昼休み前にやらかしたあなた。 プリントを運んでて、階段でつまずいた瞬間、目の前がスローモーションになったのをまだ覚えてる。結果、前にいた人にぶつかり、その人が持っていた花瓶の水が、制服シャツの胸元にかかってしまった。
その人はそのままどこかに行ってしまったし、どうしようかと階段で呆然と立ち尽くしていると、ちょうど通りかかったのが轟燈矢。
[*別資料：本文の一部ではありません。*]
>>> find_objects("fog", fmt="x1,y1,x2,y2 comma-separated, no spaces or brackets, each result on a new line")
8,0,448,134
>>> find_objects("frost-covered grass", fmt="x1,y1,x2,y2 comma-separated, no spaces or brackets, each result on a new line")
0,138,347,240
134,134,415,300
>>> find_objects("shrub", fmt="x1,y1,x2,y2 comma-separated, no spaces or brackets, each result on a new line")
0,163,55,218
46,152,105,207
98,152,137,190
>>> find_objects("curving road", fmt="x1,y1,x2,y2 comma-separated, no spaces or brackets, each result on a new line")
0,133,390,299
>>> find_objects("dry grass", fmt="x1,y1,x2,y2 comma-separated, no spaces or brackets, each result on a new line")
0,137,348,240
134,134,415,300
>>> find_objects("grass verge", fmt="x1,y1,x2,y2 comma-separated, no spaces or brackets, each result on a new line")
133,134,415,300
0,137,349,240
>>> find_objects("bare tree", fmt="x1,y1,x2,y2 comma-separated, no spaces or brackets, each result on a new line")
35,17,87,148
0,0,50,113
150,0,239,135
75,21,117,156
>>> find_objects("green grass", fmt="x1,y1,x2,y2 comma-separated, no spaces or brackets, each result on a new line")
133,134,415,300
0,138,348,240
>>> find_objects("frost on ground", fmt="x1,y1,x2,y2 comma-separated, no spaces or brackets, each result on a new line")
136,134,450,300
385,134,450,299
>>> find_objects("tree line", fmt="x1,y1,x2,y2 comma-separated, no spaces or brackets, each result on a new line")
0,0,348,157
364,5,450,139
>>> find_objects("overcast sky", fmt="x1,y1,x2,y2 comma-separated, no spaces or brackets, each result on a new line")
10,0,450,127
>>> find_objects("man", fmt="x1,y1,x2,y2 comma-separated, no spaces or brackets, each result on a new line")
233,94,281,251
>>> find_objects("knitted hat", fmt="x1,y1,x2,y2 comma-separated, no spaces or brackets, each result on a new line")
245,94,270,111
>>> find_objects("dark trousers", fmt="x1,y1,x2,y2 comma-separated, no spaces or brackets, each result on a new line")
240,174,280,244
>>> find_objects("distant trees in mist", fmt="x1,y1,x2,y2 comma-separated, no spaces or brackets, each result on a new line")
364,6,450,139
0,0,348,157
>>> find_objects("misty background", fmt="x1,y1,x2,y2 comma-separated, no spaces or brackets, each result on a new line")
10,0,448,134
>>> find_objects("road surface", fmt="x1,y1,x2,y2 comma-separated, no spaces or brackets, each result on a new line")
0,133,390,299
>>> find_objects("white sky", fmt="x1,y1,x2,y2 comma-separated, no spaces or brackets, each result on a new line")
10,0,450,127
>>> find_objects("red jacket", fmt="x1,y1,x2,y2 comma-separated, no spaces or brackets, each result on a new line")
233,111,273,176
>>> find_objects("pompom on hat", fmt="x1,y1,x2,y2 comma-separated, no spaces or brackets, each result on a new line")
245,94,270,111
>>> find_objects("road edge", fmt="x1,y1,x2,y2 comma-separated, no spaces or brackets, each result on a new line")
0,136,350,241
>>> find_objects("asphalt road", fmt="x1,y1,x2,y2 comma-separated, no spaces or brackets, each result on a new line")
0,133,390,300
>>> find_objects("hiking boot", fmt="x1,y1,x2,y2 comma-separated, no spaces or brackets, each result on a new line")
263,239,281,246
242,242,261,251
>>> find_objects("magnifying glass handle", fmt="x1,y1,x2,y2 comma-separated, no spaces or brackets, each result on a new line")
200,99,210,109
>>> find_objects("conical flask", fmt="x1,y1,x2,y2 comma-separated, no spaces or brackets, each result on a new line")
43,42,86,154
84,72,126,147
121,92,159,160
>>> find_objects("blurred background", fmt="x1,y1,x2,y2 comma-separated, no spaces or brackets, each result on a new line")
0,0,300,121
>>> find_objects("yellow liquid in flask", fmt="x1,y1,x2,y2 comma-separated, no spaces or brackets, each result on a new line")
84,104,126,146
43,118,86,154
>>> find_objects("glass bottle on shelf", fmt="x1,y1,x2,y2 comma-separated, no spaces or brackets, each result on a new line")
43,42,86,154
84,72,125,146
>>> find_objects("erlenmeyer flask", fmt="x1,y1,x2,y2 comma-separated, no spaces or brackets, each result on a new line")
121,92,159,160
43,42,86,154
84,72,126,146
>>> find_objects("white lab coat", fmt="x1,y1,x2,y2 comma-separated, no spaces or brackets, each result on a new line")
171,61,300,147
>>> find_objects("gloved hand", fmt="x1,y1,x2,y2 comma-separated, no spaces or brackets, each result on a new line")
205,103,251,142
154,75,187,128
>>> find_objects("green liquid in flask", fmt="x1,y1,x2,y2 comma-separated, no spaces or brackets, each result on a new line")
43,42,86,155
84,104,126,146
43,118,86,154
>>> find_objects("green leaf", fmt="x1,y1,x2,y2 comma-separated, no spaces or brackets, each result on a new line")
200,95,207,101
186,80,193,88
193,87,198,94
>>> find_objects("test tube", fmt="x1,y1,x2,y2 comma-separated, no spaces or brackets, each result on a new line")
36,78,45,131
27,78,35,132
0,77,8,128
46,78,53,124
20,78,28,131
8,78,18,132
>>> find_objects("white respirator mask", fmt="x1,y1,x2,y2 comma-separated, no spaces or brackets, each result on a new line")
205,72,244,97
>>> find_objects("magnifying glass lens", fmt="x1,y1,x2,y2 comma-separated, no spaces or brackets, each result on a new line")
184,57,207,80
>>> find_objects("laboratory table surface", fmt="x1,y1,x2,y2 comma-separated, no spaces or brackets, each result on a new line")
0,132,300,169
一つ上の学年の2年生。常に無表情で何考えてるか分からないタイプ。でも、女子に普通にモテているやつ。“近寄りがたいのに気になる先輩”ランキング、不動の1位の彼。
それ、着替えねぇの?
それ、着替えないの?
つい先程あったことを説明すると、彼は一瞬だけ視線を外し、ポケットから鍵を取り出す。
…じゃあ俺の貸す。
えっ
体操服。二年のロッカーに入ってるやつ。サイズ合わなくても我慢しろ。
二年生フロアのロッカールームなんて初めて入った。先輩に案内されながら歩くけど、ドキドキしてるのは階段で転んだせいじゃない。
これ。
差し出されたのは、名前の刺繍入りの体操服。轟燈矢って書いてある。それに、ちゃんと洗濯されてて柔軟剤の匂いがした。
ぶかぶかすぎる。袖は手を全部隠して、裾もひざあたりまで落ちてくる。鏡で見れば、どう見ても“借り物着てる後輩”って感じだった。